Ab und zu kommen unverständliche Laute aus seinem Mund und ich fühle mich einen kurzen Moment lang sehr hilflos.

Soll ich eine seiner Hände nehmen und drücken, soll ich gar hingehen und ihn in den Arm nehmen?
Stattdessen stehe ich auf, gehe zu ihm, setze mich neben ihn und lege meine Hand auf seinen Unterarm.
Er schluchzt noch einmal auf, dann schnieft er in ein Taschentuch und sagt: „Jutta ist weg und Tim auch.“

Jutta, so erfahre ich, ist die Frau von Hans, Tim ist ihr erster Sohn, der vor zwei Jahren geboren worden ist.

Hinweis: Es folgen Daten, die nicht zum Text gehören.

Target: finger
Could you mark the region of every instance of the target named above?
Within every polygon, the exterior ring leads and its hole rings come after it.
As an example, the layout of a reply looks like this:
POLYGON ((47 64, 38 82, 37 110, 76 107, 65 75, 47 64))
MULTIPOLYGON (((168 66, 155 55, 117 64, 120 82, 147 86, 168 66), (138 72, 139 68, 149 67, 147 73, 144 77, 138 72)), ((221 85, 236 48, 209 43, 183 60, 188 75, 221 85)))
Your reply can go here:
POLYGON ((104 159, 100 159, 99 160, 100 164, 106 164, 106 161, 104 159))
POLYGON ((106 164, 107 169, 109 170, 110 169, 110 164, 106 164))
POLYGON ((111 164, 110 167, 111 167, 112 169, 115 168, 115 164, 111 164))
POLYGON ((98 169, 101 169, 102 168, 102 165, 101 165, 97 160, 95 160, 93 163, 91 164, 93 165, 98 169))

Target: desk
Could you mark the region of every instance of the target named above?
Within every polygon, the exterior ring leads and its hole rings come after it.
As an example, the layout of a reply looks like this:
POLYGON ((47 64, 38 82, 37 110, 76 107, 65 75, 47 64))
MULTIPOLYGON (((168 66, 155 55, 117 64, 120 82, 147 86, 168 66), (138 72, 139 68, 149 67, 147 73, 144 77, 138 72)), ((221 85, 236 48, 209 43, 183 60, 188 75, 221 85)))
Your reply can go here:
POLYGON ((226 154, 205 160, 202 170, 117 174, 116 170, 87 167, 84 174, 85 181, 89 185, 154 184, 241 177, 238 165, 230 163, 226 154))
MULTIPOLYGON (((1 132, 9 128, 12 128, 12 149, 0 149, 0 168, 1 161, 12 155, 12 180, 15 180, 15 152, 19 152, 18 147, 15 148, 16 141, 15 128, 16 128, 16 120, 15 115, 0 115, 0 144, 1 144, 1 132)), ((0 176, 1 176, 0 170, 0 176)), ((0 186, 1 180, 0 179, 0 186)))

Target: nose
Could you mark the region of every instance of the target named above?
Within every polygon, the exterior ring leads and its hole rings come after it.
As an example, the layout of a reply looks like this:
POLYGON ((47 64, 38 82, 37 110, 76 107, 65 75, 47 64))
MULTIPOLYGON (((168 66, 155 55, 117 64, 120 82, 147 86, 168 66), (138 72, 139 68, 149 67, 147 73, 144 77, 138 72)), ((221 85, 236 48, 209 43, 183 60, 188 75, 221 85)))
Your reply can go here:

Vor gerade einmal zwei Monaten sind die Zwillinge Tobias und Lukas auf die Welt gekommen und hatten das Glück der kleinen Familie perfekt gemacht. Tim, der Erstgeborene, litt seit der Geburt an einer schwere geistigen und körperlichen Behinderung. Umso glücklicher war das Elternpaar, daß die Schwangerschaft und Geburt der Zwillinge ohne größere Komplikationen verlaufen war und Mutter und Kinder wohlauf waren.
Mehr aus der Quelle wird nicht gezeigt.